Il centro-destra si è candidato con successo alla guida del Paese esattamente perché da un lato ha saputo costruire una coalizione (la Casa delle libertà) che è apparsa più coesa non perché mettesse assieme forze meno disomogenee (la Lega e Alleanza Nazionale, che nel ‘94 erano addirittura partners di Forza Italia in due coalizioni diverse, una per il Nord e l’altra per il Centro-Sud), ma perché dominata da un partito egemone, dotato di un consenso vicino al 30% e capace di fornire all’intero centro-destra un leader indiscusso (sia pure in una logica «padronale»). Dall’altro lato, perché ha saputo dare a quella nuova (rispetto al ‘94 e al ‘96) coalizione politica un progetto: il sogno berlusconiano di un’Italia con meno Stato, meno sindacato, meno regole e meno tasse e perciò con più libertà, più ricchezza e addirittura più solidarietà verso i poveri (un milione di pensione a tutti).
Oggi, a distanza di soli tre anni, la crisi del progetto (crescita zero, quota del commercio mondiale in caduta libera, pressione fiscale alle stelle, deficit fuori controllo, famiglie che non arrivano alla fine del mese) e la crisi del soggetto politico (Forza Italia dal 30 al 20%) possono indurre molti a ritenere che «si stava meglio quando si stava peggio». Perché l’alternanza - a noi sconosciuta per cinquant’anni - sarà anche bella, ma bisogna che sia efficace. E se non ce la fanno né il centro-sinistra né il centro-destra, forse siamo proprio noi italiani a non essere «buoni» per l’alternanza: dal 1861, in fondo, solo i rivolgimenti traumatici hanno interrotto l’evoluzione per via centrista-trasformista.

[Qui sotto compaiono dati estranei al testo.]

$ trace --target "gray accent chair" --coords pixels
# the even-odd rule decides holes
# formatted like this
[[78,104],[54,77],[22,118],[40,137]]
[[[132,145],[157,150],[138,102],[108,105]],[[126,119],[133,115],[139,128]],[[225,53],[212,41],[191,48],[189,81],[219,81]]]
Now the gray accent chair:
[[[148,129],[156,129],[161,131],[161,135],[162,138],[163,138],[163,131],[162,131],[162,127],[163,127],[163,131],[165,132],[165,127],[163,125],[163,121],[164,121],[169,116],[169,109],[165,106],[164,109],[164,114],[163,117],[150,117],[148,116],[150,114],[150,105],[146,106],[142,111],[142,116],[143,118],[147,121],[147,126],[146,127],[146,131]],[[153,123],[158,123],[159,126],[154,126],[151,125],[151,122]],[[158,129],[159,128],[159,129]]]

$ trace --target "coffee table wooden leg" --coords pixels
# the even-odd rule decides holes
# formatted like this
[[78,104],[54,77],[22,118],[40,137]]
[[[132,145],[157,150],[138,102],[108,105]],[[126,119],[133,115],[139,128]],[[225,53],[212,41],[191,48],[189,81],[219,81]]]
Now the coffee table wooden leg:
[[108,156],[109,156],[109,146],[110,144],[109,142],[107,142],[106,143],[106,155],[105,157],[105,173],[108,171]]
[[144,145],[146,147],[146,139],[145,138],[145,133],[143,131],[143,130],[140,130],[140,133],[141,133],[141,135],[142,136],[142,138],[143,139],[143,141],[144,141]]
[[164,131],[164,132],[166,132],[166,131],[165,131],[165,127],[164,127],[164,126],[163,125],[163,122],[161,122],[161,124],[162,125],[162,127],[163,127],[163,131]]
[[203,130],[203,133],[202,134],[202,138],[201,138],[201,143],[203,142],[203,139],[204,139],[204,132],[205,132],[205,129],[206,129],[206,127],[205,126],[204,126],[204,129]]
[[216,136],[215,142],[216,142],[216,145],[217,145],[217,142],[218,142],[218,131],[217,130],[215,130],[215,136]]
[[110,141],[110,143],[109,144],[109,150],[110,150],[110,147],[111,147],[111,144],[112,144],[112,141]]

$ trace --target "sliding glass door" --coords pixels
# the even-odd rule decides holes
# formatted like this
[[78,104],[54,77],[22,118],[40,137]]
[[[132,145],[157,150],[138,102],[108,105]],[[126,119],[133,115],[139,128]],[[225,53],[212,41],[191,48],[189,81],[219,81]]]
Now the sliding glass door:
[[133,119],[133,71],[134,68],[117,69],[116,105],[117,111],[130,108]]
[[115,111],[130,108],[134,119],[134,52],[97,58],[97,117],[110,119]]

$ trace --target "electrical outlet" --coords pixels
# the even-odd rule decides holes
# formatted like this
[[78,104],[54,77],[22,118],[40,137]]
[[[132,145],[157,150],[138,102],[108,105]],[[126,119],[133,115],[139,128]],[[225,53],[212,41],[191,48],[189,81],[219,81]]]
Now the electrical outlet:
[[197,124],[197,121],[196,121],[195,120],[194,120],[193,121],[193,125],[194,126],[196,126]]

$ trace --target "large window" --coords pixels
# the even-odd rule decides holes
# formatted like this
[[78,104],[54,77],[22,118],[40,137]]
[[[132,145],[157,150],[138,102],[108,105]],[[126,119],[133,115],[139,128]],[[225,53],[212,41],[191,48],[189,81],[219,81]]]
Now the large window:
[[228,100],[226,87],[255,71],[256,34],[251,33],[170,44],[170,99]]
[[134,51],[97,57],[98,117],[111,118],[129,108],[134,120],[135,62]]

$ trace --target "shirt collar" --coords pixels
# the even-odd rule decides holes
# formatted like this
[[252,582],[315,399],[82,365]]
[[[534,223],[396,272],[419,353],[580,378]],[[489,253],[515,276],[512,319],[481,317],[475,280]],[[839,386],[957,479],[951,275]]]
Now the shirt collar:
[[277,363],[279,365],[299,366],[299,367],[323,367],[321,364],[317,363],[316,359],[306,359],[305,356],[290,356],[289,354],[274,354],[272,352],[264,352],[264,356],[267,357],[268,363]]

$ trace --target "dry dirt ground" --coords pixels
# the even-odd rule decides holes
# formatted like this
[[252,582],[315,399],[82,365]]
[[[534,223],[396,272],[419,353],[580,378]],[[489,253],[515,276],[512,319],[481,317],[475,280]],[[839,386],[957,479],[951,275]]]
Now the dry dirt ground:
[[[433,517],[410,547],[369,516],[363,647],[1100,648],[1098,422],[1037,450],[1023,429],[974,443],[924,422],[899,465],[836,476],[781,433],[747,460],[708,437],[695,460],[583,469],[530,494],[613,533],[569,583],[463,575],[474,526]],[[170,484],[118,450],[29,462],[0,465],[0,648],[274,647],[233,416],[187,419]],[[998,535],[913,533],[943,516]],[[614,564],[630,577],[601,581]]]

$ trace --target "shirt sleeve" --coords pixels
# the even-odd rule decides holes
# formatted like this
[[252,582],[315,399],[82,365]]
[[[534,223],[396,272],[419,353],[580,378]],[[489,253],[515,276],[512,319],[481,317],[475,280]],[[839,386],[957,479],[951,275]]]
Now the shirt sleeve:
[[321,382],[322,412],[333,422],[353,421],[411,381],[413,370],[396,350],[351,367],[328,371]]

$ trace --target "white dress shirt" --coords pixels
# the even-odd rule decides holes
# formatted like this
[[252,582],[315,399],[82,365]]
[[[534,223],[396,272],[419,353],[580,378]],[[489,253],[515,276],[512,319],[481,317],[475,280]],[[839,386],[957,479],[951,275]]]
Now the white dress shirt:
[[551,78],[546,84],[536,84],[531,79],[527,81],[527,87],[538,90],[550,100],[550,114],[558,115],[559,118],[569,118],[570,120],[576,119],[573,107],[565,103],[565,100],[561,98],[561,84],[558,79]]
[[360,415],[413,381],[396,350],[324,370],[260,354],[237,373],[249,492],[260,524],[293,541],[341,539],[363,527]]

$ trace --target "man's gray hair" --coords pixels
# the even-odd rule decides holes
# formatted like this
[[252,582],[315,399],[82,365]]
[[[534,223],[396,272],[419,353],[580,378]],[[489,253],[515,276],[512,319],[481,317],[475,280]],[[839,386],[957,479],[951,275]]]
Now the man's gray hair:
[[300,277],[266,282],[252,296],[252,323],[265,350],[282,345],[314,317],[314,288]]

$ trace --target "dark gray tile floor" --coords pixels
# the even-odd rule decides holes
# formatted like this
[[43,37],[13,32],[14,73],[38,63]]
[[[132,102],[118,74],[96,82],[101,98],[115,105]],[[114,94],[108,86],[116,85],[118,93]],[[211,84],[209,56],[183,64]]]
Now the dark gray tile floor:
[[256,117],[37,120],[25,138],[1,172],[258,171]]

Di qui, il rischio che la crisi del berlusconismo travolga quel gracile bipolarismo in cui siamo entrati non per scelta delle forze politiche e delle classi dirigenti, ma grazie al voto della maggioranza degli italiani nei referendum. Non mi preoccupano intanto i cosiddetti poteri forti - ma forti di che, se i grandi gruppi finanziari-industriali italiani sono tutti impegnati in attività protette da monopolio e tremano ad ogni sospiro della politica? - quanto la stanchezza e la crescente incertezza dei cittadini comuni. E, questo sì, di quelle imprese di media dimensione che la competizione globale la fanno davvero - non in barca, la domenica - e ricevono dalla politica solo calci negli stinchi. Come prova l’incredibile vicenda della legge per la tutela del risparmio: ci voleva un intervento immediato (Usa post Enron) e dopo un anno siamo ancora là a parlarne, ché adesso ci sono le ferie. Però la Cirami si fa in cinque giorni.

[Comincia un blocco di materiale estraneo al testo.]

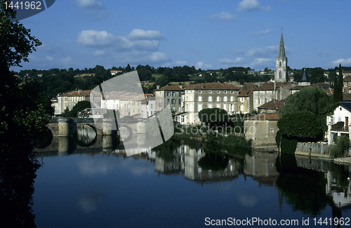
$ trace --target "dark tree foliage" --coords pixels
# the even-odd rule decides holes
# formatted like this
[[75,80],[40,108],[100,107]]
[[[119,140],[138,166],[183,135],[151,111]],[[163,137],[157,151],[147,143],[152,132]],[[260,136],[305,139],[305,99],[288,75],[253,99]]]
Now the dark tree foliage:
[[[301,125],[298,124],[292,124],[290,125],[292,129],[288,129],[287,127],[284,127],[285,123],[279,123],[281,121],[281,119],[284,118],[284,116],[289,114],[291,116],[291,117],[298,118],[299,119],[295,119],[296,121],[299,121],[300,124],[303,123],[303,120],[300,119],[303,116],[306,116],[306,118],[309,118],[309,119],[312,119],[311,114],[307,114],[307,112],[310,112],[314,116],[314,119],[318,123],[319,126],[322,128],[322,133],[325,132],[327,128],[325,124],[326,121],[326,114],[331,113],[334,109],[334,105],[332,101],[333,98],[331,96],[328,95],[326,93],[323,91],[323,90],[319,86],[309,86],[307,88],[304,88],[300,90],[299,92],[295,93],[291,95],[289,95],[286,98],[286,102],[284,107],[280,110],[279,113],[279,120],[278,121],[278,124],[279,124],[280,127],[285,128],[284,129],[287,129],[286,131],[283,131],[282,133],[283,135],[290,132],[289,135],[291,137],[310,137],[308,135],[319,135],[319,130],[317,130],[317,126],[316,128],[312,127],[314,129],[315,132],[314,133],[308,133],[308,132],[301,132],[298,133],[298,129],[303,130],[308,130],[307,126],[303,127]],[[300,113],[303,112],[303,113]],[[296,116],[294,115],[296,114]],[[287,117],[285,117],[286,120]],[[290,124],[289,120],[286,120],[286,124]],[[316,122],[311,122],[314,124]],[[307,125],[310,125],[308,123],[306,123]],[[315,126],[314,125],[313,125]],[[280,128],[279,128],[280,129]],[[312,129],[312,128],[311,128]],[[296,134],[296,135],[294,135]],[[300,136],[299,136],[300,135]],[[289,137],[290,137],[289,136]],[[317,138],[315,138],[317,140]]]
[[323,137],[322,126],[308,111],[286,113],[279,119],[278,128],[283,135],[300,142],[319,140]]

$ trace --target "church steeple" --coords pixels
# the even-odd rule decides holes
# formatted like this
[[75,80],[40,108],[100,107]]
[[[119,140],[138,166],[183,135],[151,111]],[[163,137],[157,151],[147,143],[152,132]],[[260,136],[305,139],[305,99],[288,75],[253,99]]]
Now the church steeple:
[[280,36],[279,52],[276,59],[276,70],[274,72],[274,81],[287,82],[289,81],[288,74],[288,58],[285,55],[284,41],[283,40],[283,33]]
[[279,53],[278,58],[285,58],[284,41],[283,40],[283,34],[280,36]]

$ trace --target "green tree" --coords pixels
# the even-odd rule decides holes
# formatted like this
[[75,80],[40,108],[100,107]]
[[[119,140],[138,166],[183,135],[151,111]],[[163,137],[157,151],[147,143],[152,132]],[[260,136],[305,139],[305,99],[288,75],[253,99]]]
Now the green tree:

Se il centro-destra crolla sotto il peso del fallimento della sua politica economica e dell’incapacità di Forza Italia di mantenere quella funzione centrale che ha saputo darsi con l’ingresso nel Ppe e la leadership di Berlusconi, delle due l’una: o il centro-sinistra è in grado di ristrutturare se stesso e di ridarsi un progetto per l’Italia, o prenderà vigore un neo-centrismo senza la Dc che farà perdere al paese altre occasioni di crescita quali-quantitativa. Come si vede, sono già al lavoro: proporzionale, neo-centralismo illuminato (?), basta con le liberalizzazioni...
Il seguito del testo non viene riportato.